Eh tabi okudukça kozandan çıkıyor, küçük dünyandaki gibi bir hayat olmadığını görüp değişiyorsun. Dışarıyı, toplumu tanıyorsun. Neyin ne olduğunu anlamaya başlıyorsun. Bende de öyle oldu.
Okuyanlar iyi bilir. Kitap sayfaları nice hayatları, farklı değer, düşünce ve duyguları aynı zaman dilimine sığdırır, yaşatır. Senin anlayacağın çuvalla para döksen yaşayamayacağın şeylere tanık olursun. Seksen günde dünyayı gezdiren Jules Verne mi dersin İnce Memed’in Abdi Ağa ile mücadelesi mi, kambur Quasimodo’nun Esmeralda uğruna din taassubuna karşı verdiği kavga mı yoksa çarlık düzeninde yozlaşmış bir toplumda aşkı uğruna kendini bir trenin altına atan, kitabın yazarı Tolstoy’u bile son satırı yazıp nokta koyduğunda hüngür hüngür ağlatan Anna mı? Her kitap ayrı bir dünya işte, seni farklı bir yerlere, aslında kendini bilmeye taşıyor.
Şimdi düşünüyorum da andığım o yazarların öne çıkmasını, bilinmesini ve yazının, yazarın saygı görmesini sağlayan yine o yılların insanlarıymış. Okumanın, ama kitap okumanın değer gördüğü, az biraz da olsa toplumda yüceltildiği yıllarmış o yıllar.
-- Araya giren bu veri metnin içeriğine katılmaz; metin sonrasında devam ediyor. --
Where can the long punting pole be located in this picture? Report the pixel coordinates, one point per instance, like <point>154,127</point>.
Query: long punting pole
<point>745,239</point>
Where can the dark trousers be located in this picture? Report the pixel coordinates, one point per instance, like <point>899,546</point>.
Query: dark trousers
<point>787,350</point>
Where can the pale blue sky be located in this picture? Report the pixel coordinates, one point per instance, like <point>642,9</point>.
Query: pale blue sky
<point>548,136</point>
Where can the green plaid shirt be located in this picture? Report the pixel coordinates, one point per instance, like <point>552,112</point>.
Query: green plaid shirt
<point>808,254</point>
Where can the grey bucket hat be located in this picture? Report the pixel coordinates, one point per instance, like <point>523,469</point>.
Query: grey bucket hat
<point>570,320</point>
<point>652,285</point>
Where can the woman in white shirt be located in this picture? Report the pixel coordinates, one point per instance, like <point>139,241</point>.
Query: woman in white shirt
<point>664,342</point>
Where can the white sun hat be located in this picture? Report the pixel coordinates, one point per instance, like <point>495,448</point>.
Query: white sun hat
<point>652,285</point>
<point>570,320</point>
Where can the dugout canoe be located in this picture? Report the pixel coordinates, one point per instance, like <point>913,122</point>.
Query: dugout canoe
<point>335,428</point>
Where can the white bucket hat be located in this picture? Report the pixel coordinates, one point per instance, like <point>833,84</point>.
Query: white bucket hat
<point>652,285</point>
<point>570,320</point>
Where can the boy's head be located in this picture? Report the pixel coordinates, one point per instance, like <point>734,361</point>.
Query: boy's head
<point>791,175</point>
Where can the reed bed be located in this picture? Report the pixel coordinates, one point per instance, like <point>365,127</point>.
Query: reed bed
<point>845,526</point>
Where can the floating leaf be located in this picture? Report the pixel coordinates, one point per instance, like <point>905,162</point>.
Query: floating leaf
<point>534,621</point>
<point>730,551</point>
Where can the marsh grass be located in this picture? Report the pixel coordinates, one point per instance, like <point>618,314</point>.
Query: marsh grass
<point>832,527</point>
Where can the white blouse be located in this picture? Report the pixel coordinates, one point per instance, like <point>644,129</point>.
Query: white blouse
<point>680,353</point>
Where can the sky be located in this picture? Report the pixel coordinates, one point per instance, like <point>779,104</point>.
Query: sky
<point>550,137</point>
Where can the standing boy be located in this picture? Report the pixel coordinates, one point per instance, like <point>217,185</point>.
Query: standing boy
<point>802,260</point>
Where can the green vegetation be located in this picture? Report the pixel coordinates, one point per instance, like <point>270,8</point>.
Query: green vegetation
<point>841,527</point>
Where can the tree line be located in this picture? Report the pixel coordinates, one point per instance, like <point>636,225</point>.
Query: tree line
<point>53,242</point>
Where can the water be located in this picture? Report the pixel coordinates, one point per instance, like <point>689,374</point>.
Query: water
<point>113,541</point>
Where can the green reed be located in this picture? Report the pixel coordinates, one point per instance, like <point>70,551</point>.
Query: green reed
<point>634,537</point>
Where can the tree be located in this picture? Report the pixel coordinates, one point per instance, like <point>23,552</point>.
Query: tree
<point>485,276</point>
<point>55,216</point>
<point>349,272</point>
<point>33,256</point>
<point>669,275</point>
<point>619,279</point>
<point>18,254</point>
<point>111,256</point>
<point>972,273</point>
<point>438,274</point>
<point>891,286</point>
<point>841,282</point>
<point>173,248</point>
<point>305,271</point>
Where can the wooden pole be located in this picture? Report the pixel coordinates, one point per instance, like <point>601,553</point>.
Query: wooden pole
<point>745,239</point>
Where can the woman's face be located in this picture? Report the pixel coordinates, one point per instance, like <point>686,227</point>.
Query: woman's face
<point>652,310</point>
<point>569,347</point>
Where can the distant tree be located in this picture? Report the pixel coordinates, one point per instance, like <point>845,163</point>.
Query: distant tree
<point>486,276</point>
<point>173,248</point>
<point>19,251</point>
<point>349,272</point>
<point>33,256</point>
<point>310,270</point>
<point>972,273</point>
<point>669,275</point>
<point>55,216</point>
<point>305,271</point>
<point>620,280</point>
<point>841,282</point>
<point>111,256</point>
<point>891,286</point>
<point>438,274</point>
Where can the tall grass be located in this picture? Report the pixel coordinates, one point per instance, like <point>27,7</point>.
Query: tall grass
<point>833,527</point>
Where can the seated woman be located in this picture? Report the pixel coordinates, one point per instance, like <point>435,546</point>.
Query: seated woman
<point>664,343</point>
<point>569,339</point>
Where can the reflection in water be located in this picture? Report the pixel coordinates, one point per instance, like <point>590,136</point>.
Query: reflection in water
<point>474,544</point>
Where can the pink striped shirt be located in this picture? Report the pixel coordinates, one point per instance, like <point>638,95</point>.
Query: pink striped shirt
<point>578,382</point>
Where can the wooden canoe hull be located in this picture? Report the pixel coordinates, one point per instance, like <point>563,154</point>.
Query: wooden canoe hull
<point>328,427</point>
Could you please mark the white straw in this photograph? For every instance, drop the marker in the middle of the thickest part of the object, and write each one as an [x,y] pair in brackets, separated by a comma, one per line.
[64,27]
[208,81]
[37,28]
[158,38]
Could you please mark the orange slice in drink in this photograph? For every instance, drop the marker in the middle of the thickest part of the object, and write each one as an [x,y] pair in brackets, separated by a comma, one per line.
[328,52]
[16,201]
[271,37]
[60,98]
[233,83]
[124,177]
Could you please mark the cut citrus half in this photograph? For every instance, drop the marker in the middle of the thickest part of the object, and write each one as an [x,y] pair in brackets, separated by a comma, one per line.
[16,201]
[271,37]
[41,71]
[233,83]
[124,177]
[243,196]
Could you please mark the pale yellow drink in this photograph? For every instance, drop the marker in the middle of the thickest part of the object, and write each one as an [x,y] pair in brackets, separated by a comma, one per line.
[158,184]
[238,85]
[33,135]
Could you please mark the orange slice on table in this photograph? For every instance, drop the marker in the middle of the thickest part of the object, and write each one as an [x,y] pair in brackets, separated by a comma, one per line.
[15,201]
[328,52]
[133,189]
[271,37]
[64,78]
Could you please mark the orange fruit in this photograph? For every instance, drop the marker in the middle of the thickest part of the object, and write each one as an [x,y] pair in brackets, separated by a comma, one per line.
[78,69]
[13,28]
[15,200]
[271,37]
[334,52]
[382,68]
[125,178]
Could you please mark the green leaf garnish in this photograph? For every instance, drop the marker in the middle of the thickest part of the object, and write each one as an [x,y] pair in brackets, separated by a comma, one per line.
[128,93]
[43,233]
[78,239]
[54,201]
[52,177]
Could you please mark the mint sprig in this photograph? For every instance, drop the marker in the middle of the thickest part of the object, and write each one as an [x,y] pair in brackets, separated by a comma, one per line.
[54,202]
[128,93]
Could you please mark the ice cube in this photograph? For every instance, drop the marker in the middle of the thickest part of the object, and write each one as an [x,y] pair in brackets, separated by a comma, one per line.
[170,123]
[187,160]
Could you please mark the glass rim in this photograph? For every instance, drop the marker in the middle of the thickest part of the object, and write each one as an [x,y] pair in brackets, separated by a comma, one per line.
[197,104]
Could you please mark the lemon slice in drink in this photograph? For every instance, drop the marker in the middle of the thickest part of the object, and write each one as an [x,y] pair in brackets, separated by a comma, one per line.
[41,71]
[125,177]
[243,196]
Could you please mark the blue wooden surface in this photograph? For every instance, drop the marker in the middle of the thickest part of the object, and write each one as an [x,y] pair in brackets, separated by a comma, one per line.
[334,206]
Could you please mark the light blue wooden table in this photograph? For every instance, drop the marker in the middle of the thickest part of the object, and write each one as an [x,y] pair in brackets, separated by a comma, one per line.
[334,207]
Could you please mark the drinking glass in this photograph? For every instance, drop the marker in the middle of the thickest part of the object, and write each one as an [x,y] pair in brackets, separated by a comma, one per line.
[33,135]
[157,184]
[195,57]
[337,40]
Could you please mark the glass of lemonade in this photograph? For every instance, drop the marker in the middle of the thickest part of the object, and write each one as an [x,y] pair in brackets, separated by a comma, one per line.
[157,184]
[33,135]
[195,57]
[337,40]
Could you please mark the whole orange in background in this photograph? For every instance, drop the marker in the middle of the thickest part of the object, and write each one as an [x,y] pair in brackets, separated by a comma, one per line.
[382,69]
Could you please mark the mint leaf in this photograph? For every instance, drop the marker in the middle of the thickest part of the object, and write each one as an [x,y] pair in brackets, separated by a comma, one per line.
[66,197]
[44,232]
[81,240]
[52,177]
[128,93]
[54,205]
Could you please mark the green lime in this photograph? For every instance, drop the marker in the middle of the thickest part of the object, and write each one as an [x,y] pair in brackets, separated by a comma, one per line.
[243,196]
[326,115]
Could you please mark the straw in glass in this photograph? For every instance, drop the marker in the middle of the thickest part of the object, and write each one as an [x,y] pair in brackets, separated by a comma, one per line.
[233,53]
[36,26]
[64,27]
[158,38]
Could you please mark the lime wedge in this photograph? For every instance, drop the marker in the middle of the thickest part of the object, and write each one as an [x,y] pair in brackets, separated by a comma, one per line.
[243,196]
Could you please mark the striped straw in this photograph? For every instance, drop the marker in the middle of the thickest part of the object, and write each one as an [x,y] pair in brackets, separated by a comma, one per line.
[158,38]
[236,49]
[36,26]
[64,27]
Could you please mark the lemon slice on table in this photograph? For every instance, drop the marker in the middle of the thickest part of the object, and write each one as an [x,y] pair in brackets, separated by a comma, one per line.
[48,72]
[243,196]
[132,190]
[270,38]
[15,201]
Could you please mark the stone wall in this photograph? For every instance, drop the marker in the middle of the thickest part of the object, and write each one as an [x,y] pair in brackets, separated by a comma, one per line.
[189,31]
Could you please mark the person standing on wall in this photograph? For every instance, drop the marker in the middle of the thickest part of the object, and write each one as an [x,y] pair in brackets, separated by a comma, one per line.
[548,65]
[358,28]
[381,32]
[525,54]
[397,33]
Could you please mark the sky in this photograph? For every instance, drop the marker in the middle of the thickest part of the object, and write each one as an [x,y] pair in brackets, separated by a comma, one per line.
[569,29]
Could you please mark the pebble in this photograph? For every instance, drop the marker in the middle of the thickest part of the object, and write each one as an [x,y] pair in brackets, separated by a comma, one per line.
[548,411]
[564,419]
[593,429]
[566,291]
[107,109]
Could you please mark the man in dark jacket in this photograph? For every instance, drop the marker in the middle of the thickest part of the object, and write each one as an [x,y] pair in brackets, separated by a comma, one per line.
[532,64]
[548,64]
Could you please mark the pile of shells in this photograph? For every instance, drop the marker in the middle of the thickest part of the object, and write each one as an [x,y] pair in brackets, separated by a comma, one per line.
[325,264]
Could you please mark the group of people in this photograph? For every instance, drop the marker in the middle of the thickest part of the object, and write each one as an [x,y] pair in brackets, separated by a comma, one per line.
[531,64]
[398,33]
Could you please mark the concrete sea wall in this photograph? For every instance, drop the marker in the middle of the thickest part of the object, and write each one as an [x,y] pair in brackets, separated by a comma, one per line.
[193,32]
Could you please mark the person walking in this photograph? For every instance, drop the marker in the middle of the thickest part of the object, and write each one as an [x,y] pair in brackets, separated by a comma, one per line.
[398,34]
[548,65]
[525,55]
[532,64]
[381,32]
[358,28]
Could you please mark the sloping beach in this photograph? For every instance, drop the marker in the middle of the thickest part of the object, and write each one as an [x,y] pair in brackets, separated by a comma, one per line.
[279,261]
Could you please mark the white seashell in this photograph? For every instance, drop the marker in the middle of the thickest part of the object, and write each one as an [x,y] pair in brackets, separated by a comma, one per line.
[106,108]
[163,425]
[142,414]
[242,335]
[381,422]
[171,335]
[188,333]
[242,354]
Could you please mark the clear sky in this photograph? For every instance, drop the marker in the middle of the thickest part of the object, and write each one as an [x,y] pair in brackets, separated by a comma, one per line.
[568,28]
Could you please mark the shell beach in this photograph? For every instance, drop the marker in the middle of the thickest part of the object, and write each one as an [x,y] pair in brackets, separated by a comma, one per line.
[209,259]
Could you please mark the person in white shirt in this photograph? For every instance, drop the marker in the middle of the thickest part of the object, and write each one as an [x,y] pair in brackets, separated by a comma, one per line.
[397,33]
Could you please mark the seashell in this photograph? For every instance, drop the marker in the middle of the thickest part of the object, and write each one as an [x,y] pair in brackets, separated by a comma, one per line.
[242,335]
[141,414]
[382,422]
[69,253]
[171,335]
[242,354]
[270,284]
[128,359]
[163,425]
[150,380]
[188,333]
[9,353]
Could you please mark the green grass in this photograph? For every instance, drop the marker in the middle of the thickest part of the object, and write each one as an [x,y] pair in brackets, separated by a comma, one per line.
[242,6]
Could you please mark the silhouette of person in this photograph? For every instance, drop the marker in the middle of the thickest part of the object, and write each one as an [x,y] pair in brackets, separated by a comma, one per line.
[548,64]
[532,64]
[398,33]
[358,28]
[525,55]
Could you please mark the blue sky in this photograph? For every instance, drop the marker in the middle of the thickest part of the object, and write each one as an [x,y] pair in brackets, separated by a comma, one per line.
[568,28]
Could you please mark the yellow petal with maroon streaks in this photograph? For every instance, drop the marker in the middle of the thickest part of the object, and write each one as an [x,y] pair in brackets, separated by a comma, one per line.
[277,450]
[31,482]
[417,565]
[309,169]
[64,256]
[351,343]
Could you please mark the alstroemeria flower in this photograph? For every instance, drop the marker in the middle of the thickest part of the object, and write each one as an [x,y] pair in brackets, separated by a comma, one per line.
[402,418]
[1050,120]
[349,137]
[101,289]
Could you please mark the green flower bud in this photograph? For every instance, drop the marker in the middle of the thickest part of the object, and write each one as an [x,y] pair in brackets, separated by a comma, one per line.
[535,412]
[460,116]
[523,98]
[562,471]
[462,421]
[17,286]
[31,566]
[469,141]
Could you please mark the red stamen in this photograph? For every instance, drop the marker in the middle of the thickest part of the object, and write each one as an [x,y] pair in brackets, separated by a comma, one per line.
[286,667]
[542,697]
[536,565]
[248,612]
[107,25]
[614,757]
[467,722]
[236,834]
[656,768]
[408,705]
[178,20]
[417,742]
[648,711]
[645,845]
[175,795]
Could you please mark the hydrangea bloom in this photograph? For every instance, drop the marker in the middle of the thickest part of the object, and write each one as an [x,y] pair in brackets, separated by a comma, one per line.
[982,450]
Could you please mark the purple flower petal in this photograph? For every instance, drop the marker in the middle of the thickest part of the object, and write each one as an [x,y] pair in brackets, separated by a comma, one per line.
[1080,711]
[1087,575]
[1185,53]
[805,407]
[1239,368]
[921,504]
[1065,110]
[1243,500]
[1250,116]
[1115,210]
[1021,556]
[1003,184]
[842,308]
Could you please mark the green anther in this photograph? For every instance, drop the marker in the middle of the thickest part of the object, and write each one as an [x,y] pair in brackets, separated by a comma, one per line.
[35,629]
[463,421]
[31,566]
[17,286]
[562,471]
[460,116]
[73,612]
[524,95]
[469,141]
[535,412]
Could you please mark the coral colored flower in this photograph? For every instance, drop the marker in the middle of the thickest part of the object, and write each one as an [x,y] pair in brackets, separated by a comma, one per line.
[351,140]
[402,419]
Bugüne baktığımda ise genciyle yaşlısıyla, erkeği kadınıyla, ailede ya da iş hayatında etkili toplum temsilleriyle her kesimden insanda okumanın bir anlam ifade etmediği ya da çok az ettiği koca bir kuşak görüyorum. Anlam ifade etmesini geçtim, boş mevzular olarak gören bir kesim dahi var, orası da ayrı bir acı.
Benim gibilerin dar çevrelerine bakıp çocukların, gençlerin okuduğu ve okumaya olan ilgilerinin yüksek olduğu yanılsamasına da kimse kapılmasın. Bunu ispatlayan öyle çok araştırma var ki. Alın size bir tanesi; TÜİK’e göre -ki TÜİK deyince ne kadar doğru olduğu şüpheli- 2022 yılında 15 yaş ve üzeri fertlerin yüzde 69’u hiç kitap okumamış. Bir nüfus düşünün hiç kitap okumamış oranı bu olsun. “Hiç” diyorum, dikkatinize sunarım. 65 yaş üstü kişiler, %14,1 oran ile en az kitap okuyan yaş grubunu oluşturuyor. Kitap okumaya günde sadece bir dakika zaman ayrılıyor. Bakınız koca bir günün yalnızca bir dakikası diyorum. Günlük televizyon izleme süremiz ise 4 saat 33 dakika…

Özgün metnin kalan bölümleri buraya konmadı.